What happens if the reaction coordinate is too widely spaced?

Sometimes an initial guess for reaction-coordinate spacing is too conservative. In such cases, the overlap between simulations is too low. The iterative process that solves the WHAM equations will definitely fail for lack of data in such regions. This is sometimes clearly seen in the profile it produces. Here, we will use the bash tool called seq to help us omit every second simulation from the sampling to observe the kind of effect that can be seen:

rm -f pullx.dat tpr.dat
for index in $(seq -w 0 2 23)
  echo "analysis/run-$index/pullx.xvg" >> pullx.dat
  echo "sampling/run-$index/topol.tpr" >> tpr.dat
run_command('gmx wham -it tpr.dat -ix pullx.dat')
metadata, data = parse_xvg("profile.xvg")
plot_data(data, metadata)
metadata, data = parse_xvg("histo.xvg")
plot_data(data, metadata)

Note again that warnings were seen, and the artifacts had a suggestive regularity, because the missing regions were regularly spaced. That regularity is itself an artifact of our choice to space the simulations evenly in reaction-coordinate space. If the spacing between simulations had been refined already, then you will need to consider carefully where artefacts from lack of sampling overlap might exist. Overlaying the locations of the target locations in configuration space can be helpful here.

Other possible artefacts

As with all methods that require choosing a reaction coordinate, if the choice does not capture essential features of the landscape, then the conclusions are unlikely to be correct. Exploratory studies are often needed to provide the insight to choose these reaction coordinates. Often in real work with biomolecular systems, a process including multiple coordinate stages is needed. For example, one reaction coordinate might open a pocket, then another might guide a ligand into the pocket.

Further reading about WHAM, gmx wham, and alternatives

There is a lot more functionality in gmx wham than we have covered, including bootstrapped error estimates. See https://doi.org/10.1021/ct100494z for details.

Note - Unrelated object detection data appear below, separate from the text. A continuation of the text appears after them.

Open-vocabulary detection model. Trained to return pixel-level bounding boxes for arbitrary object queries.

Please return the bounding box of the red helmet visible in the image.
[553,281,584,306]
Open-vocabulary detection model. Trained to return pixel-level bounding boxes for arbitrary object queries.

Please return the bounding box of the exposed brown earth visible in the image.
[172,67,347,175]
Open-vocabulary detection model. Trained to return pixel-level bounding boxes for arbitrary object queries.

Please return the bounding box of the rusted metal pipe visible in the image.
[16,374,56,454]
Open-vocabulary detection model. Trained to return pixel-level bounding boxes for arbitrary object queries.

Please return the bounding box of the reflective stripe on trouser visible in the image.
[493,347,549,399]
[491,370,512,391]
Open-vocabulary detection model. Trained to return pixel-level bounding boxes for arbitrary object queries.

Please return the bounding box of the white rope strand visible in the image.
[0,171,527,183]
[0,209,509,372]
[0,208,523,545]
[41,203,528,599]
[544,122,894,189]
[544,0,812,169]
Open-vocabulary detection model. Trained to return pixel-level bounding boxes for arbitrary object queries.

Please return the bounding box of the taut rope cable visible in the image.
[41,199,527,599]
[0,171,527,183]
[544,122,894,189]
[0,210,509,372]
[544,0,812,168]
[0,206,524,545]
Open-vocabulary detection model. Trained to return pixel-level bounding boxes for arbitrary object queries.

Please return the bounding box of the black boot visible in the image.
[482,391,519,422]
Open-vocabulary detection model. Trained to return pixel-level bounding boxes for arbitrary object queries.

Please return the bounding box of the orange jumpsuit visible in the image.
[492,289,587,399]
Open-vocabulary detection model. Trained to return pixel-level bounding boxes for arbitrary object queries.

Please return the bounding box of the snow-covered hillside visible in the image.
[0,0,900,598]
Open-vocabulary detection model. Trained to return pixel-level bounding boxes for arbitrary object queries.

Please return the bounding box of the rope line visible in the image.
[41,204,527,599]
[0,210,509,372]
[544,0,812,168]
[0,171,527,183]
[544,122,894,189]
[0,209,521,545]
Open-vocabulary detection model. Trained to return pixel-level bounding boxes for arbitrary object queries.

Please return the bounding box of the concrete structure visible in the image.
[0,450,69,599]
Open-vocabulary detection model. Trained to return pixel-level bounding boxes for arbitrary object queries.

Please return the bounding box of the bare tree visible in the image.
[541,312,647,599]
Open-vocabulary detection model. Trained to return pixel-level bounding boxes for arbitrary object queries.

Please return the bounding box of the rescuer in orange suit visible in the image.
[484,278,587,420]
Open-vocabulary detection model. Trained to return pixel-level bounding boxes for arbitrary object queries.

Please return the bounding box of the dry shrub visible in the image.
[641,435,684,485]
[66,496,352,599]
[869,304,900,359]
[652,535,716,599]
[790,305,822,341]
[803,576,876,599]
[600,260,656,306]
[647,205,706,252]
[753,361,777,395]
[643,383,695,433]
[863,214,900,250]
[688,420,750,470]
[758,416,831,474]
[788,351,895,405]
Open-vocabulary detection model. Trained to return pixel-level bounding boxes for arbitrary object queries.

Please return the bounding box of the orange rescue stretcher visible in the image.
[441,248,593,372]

The WHAM technique is widely used across the field of molecular simulations, not just for umbrella sampling. It has its own page at the alchemistry.org wiki Many different implementations exist, and if you have any doubt about the numerical quality of any of them, you should definitely check against another implementation. For example, this open-source implementation produces good results.

WHAM is part of a family of related methods that include BAR and MBAR. In particular, MBAR can be seen as a generalization of WHAM. It also frees the user from having to choose a histogram range, which is both convenient and statistically sound. The alchemistry.org wiki contains more information for you. An open-source implementation of MBAR is recommended.

Closing thoughts

There are many alternative kinds of pulling available in GROMACS. These include alternative coordinate types, e.g. angles, as well as pulling geometries. Do check out the documentation and consider if you need those capabilities for your simulation problems!